Any help is greatly appreciated!


----------



## hoyin007 (Dec 7, 2011)

If you try it on same PC and works with proxy server, most likely somewhere been set IP block. It's either remote web site decline certain IP or your ISP decline traffic go to that IP. Contact your ISP 1st for the matter.


----------



## Wand3r3r (Sep 17, 2010)

Wow. Belgium to Seattle, Washington USA is a ways.

Might want to email who you are working with in Seattle to make sure someone didn't put a block on international traffic. 

A bunch of us configure our firewalls to block from China and the MidEast/Africa due to hackers. Someone may have blocked Belgium accidently which is why the proxy works assuming its not in Belgium


----------



## Doldol (Mar 3, 2011)

Wand3r3r said:


> Wow. Belgium to Seattle, Washington USA is a ways.
> 
> Might want to email who you are working with in Seattle to make sure someone didn't put a block on international traffic.
> 
> A bunch of us configure our firewalls to block from China and the MidEast/Africa due to hackers. Someone may have blocked Belgium accidently which is why the proxy works assuming its not in Belgium


Yup, it's a pretty decent distance, haha.

Well quite ironically, that is my website/server with a shared hosting company. I know I didn't block myself.

As proxy I use Opera Turbo. I know the whole of Belgium isn't IP banned, because I can happily surf my website and access FTP from another location 15km away.
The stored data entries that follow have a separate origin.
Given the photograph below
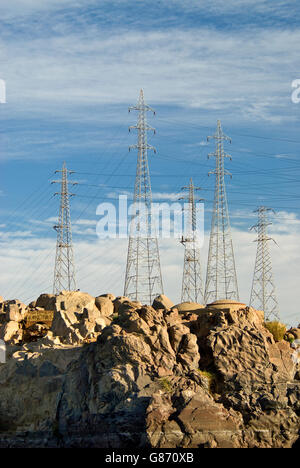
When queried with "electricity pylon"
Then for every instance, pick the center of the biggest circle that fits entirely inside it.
(64, 271)
(221, 279)
(143, 281)
(263, 295)
(192, 282)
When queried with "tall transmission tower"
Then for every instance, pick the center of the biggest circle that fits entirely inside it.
(143, 281)
(64, 271)
(263, 294)
(221, 279)
(192, 282)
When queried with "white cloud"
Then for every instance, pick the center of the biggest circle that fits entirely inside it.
(247, 72)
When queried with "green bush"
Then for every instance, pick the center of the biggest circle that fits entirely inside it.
(212, 379)
(277, 329)
(166, 385)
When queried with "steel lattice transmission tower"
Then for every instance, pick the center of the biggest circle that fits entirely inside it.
(263, 294)
(221, 279)
(143, 281)
(64, 271)
(192, 282)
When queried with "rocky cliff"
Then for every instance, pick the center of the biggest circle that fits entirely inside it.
(108, 372)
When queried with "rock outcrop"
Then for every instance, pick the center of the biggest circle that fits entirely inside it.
(164, 376)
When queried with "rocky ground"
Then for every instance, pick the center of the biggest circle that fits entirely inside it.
(108, 372)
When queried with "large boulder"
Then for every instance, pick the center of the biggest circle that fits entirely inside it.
(162, 302)
(46, 301)
(62, 327)
(74, 301)
(15, 312)
(105, 306)
(11, 332)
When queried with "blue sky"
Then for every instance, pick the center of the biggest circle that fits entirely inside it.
(72, 68)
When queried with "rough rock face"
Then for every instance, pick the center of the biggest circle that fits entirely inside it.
(76, 317)
(154, 378)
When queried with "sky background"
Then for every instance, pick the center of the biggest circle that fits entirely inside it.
(72, 68)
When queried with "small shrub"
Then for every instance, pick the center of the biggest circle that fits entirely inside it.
(166, 385)
(212, 379)
(277, 329)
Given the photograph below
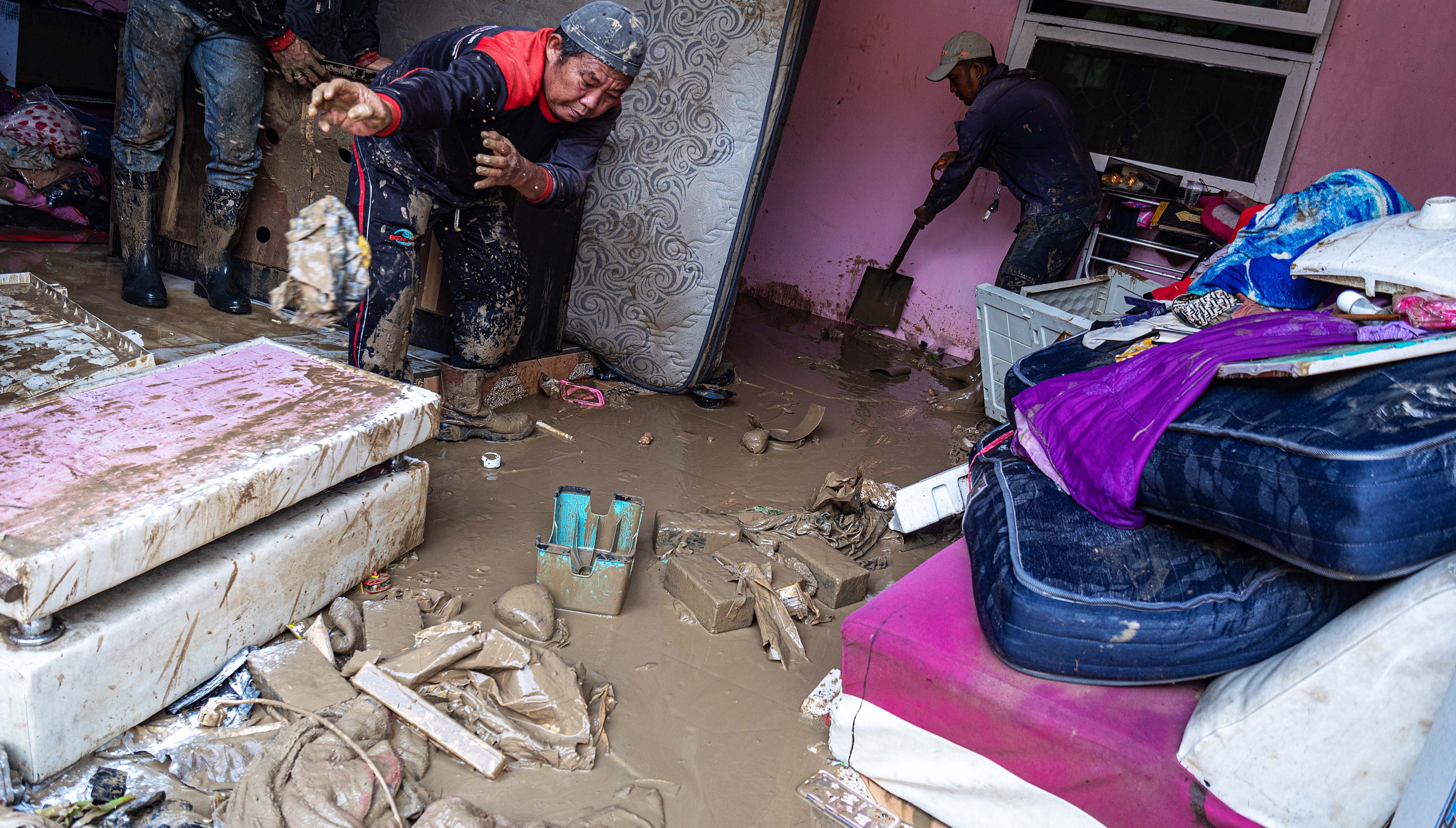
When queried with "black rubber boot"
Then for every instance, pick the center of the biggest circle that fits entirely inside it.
(136, 197)
(222, 214)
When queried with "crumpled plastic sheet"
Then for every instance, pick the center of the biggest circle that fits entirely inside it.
(328, 265)
(438, 607)
(775, 623)
(308, 778)
(232, 682)
(1429, 310)
(850, 513)
(525, 699)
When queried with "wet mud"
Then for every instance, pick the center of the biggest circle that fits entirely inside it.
(701, 718)
(528, 610)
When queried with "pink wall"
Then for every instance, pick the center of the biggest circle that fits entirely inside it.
(855, 162)
(866, 127)
(1384, 101)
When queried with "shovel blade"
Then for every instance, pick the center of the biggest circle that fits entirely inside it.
(882, 299)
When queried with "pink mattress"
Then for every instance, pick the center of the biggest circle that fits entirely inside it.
(918, 653)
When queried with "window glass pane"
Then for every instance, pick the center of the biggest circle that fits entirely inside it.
(1302, 6)
(1163, 111)
(1190, 27)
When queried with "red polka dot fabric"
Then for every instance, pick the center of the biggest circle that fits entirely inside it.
(43, 121)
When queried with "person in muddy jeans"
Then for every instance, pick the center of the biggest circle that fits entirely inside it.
(344, 31)
(542, 104)
(1023, 123)
(223, 41)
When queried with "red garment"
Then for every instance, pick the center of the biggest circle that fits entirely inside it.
(1249, 216)
(1174, 290)
(43, 121)
(522, 57)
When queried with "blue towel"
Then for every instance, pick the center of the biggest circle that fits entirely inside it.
(1260, 260)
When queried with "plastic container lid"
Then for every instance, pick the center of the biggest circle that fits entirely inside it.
(1398, 254)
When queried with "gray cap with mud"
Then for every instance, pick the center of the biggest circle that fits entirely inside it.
(968, 45)
(609, 32)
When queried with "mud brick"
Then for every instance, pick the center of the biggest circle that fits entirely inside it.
(841, 580)
(701, 583)
(701, 532)
(391, 626)
(298, 673)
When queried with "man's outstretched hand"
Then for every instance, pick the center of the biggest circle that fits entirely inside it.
(350, 107)
(301, 63)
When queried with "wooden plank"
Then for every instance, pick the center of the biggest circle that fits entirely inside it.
(1342, 358)
(440, 728)
(435, 276)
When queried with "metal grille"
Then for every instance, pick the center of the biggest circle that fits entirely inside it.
(1161, 111)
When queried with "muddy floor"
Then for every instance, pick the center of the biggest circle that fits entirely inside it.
(708, 720)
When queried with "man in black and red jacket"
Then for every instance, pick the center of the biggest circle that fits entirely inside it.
(225, 43)
(541, 104)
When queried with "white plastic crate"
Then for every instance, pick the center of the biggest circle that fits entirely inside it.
(933, 500)
(1013, 326)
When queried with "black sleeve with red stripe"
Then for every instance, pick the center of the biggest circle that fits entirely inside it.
(432, 99)
(574, 158)
(266, 19)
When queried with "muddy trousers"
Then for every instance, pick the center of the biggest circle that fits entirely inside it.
(1045, 248)
(161, 38)
(483, 262)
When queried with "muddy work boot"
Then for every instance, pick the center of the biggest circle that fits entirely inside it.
(467, 415)
(222, 214)
(136, 197)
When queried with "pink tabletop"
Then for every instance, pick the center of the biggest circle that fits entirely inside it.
(1112, 752)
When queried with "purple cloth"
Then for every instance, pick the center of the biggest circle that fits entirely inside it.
(1390, 332)
(1094, 431)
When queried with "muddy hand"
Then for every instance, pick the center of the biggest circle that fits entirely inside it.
(350, 107)
(503, 165)
(301, 63)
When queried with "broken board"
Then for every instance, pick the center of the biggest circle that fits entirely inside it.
(49, 342)
(1340, 358)
(110, 482)
(139, 647)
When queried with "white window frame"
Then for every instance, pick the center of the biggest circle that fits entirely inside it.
(1301, 72)
(1311, 22)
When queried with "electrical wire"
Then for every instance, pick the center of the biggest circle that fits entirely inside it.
(389, 795)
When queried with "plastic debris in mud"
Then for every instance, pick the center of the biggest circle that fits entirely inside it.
(775, 623)
(822, 699)
(834, 803)
(554, 431)
(851, 513)
(791, 437)
(232, 682)
(756, 440)
(328, 265)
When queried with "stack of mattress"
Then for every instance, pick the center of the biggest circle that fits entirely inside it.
(1275, 503)
(157, 524)
(1281, 510)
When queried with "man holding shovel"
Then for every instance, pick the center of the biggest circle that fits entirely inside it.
(1023, 124)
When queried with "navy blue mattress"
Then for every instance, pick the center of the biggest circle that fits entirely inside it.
(1350, 475)
(1064, 596)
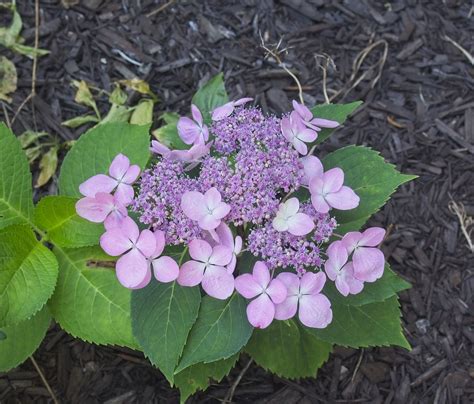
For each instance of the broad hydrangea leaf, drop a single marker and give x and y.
(16, 203)
(334, 112)
(198, 376)
(373, 180)
(220, 331)
(162, 316)
(89, 302)
(56, 215)
(28, 274)
(210, 96)
(374, 324)
(95, 150)
(19, 341)
(287, 349)
(385, 287)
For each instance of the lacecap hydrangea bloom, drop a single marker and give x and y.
(247, 184)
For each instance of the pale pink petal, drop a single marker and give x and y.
(191, 273)
(247, 286)
(261, 311)
(217, 282)
(165, 269)
(344, 199)
(315, 311)
(132, 269)
(221, 255)
(277, 291)
(119, 166)
(114, 242)
(333, 180)
(368, 263)
(312, 283)
(146, 243)
(188, 130)
(287, 309)
(223, 111)
(300, 224)
(200, 250)
(193, 205)
(97, 183)
(372, 237)
(261, 274)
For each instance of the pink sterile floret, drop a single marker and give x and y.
(368, 261)
(208, 268)
(342, 272)
(261, 310)
(226, 110)
(122, 176)
(328, 191)
(304, 297)
(207, 209)
(288, 218)
(192, 131)
(132, 268)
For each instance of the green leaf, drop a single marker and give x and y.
(374, 324)
(56, 215)
(162, 316)
(370, 177)
(198, 376)
(220, 331)
(95, 150)
(21, 340)
(334, 112)
(387, 286)
(210, 96)
(28, 274)
(287, 349)
(89, 302)
(16, 204)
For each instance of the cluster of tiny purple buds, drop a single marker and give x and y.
(246, 186)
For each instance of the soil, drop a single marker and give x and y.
(417, 86)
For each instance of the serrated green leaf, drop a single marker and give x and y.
(374, 324)
(198, 376)
(334, 112)
(95, 150)
(21, 340)
(210, 96)
(16, 203)
(56, 215)
(89, 302)
(374, 180)
(162, 316)
(28, 274)
(287, 349)
(219, 332)
(385, 287)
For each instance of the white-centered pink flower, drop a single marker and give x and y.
(132, 268)
(207, 268)
(369, 261)
(304, 297)
(297, 133)
(340, 271)
(288, 218)
(268, 293)
(226, 110)
(192, 131)
(121, 177)
(207, 209)
(328, 191)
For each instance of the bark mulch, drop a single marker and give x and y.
(417, 87)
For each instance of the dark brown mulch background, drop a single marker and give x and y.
(419, 114)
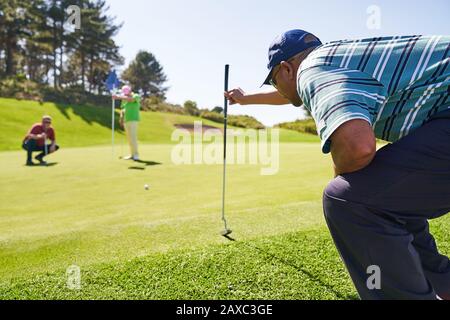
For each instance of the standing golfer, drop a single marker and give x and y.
(378, 206)
(129, 118)
(36, 141)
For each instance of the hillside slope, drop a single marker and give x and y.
(79, 126)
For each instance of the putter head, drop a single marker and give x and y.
(225, 232)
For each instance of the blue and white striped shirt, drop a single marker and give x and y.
(395, 83)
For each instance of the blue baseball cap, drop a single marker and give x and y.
(287, 45)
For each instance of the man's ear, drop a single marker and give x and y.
(289, 68)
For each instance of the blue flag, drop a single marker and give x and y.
(112, 82)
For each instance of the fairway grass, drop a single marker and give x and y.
(90, 209)
(80, 126)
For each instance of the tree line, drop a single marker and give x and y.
(38, 44)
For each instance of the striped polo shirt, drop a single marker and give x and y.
(395, 83)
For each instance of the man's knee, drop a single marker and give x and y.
(29, 145)
(333, 197)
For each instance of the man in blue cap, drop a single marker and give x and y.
(377, 208)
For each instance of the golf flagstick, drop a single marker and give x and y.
(226, 231)
(112, 124)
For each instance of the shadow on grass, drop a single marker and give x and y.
(144, 164)
(310, 275)
(49, 164)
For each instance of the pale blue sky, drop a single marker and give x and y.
(194, 39)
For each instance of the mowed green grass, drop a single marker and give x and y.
(91, 209)
(80, 126)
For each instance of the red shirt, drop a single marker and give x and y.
(38, 129)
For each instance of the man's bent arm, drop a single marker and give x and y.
(238, 96)
(353, 146)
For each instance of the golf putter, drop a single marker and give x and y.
(226, 231)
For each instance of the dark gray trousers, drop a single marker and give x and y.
(378, 216)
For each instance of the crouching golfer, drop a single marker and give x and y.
(129, 118)
(36, 141)
(378, 206)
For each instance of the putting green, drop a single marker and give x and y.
(90, 207)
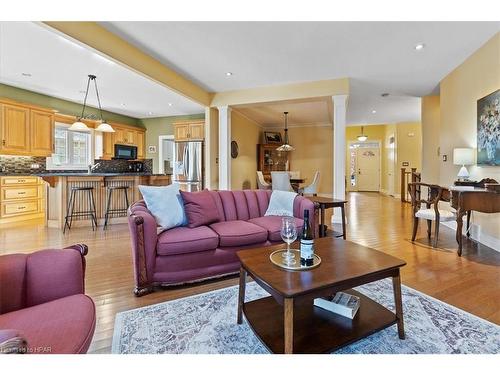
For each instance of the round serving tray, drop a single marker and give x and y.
(277, 259)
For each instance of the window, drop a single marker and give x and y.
(72, 149)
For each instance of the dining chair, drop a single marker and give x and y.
(313, 187)
(431, 212)
(281, 181)
(261, 182)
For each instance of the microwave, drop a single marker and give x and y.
(125, 152)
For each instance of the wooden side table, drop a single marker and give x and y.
(324, 203)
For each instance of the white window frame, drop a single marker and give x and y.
(90, 155)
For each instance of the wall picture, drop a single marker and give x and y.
(272, 137)
(488, 129)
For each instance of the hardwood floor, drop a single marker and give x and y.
(471, 282)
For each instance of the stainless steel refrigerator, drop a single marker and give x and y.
(188, 165)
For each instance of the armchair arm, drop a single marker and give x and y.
(53, 274)
(12, 342)
(144, 237)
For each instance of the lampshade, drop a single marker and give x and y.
(105, 128)
(463, 156)
(79, 126)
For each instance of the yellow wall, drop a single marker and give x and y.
(313, 152)
(431, 123)
(247, 134)
(475, 78)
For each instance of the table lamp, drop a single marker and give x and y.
(463, 157)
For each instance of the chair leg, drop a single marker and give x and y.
(415, 228)
(436, 234)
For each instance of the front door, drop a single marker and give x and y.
(368, 163)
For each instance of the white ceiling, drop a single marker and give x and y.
(59, 67)
(378, 56)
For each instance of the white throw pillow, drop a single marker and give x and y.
(281, 203)
(165, 204)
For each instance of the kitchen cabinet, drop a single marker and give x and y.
(21, 198)
(189, 131)
(15, 130)
(26, 130)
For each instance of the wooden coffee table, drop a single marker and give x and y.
(288, 322)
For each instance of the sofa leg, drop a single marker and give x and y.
(142, 291)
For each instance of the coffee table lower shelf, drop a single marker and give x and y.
(315, 330)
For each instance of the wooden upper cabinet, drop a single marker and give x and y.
(42, 133)
(141, 144)
(189, 131)
(15, 130)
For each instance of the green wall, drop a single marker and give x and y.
(161, 126)
(63, 106)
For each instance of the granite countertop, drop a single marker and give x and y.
(81, 174)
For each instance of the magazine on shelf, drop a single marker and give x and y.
(340, 303)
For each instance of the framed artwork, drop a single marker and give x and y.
(488, 129)
(272, 137)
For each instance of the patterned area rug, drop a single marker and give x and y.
(206, 323)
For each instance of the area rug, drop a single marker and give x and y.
(206, 323)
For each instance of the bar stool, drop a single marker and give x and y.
(119, 210)
(70, 209)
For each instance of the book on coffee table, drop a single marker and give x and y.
(340, 303)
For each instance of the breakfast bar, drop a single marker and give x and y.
(59, 187)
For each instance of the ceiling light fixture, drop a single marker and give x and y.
(362, 137)
(78, 125)
(286, 146)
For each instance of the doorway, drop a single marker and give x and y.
(165, 154)
(364, 158)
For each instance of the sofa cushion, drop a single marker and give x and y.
(200, 208)
(273, 226)
(182, 240)
(239, 233)
(65, 325)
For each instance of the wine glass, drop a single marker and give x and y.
(289, 235)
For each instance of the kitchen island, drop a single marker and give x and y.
(59, 190)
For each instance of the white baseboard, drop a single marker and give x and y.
(477, 235)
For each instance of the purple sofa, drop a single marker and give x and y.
(43, 308)
(184, 255)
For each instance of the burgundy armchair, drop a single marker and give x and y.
(43, 308)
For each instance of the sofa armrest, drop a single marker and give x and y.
(53, 274)
(12, 342)
(143, 234)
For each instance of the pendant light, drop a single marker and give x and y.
(286, 146)
(81, 126)
(362, 137)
After some additional research I know for 90% sure changing my IP would do the trick. But my ISP links the MAC address of a router they install to the IP. My ISP also doesn't change your IP when you ask nicely.

Would contacting my host, and explaining the problem and asking them for help work? Or is there something I could do, like clearing some sort of cache?

Otherwise the only solution I see is to trick my ISP into installing a new router/modem (in 1 device, and yes, that's very annoying to.) Maybe I could buy a modem myself? I have internet via cable, I assume some sort of configuration would be required by my ISP to my modem?

And yes, I am very desperate.

Oh, and thanks for the reply!


----------



## Wand3r3r (Sep 17, 2010)

I would suggest you note the mac address of the router. put that mac on your nic by going to the advanced properties of the nic. Its usually "locally administered address" or "network address" and you can manually enter the mac. Then I would connect directly to the modem and see if you can access your web site.

Point here is to see if its the router blocking.

Fact you can tracert tells me its not firewall or something on your computer blocking.


----------



## Doldol (Mar 3, 2011)

I can't do that, the router and modem are in 1 device. Sadly.


----------



## Wand3r3r (Sep 17, 2010)

ah should have known.

give your isp a call.

what comes after
border9.t8-1-bbnet2.sef.pnap.net 
in your tracert would appear to be the problem.


----------



## Frankec77 (Dec 15, 2011)

you should check the host file and make sure the site is not blocked.


----------



## Doldol (Mar 3, 2011)

Frankecu77 said:


> you should check the host file and make sure the site is not blocked.


I did, it isn't.



Wand3r3r said:


> ah should have known.
> 
> give your isp a call.
> 
> ...


Well I contacted my ISP several times. Most of the people I got on the phone didn't even know what I was talking about and told be to "reset my modem".

When I finally got a manager/supervisor on the phone, something I had been asking for for days, she informed me that there was nothing that they could do. Then when I asked her about resetting my IP she said that that is impossible and that they don't do stuff like that.

Edit: I'm fairly confident that what comes after border9.t8-1-bbnet2.sef.pnap.net is the actual location of my site. Since it is the domain I have to use in my FTP.

Hope this helps.


----------



## hoyin007 (Dec 7, 2011)

I did once has exact same problem with one web site from our client.

The trace route result fail in middle somewhere but we test the exact same thing on different client who use same ISP (but different range of IP), and it works!

So I have sent both trace route result to ISP and they know it's not even their fault, coz the packets left their network boundary successfully.


It might sound make no sense but the web site owner does not even know their ISP block some IP range (which suppose to allow all) by mistake.

You won't have any joy with target web site ISP when raising the problem, you have to convince your ISP talk to them!


----------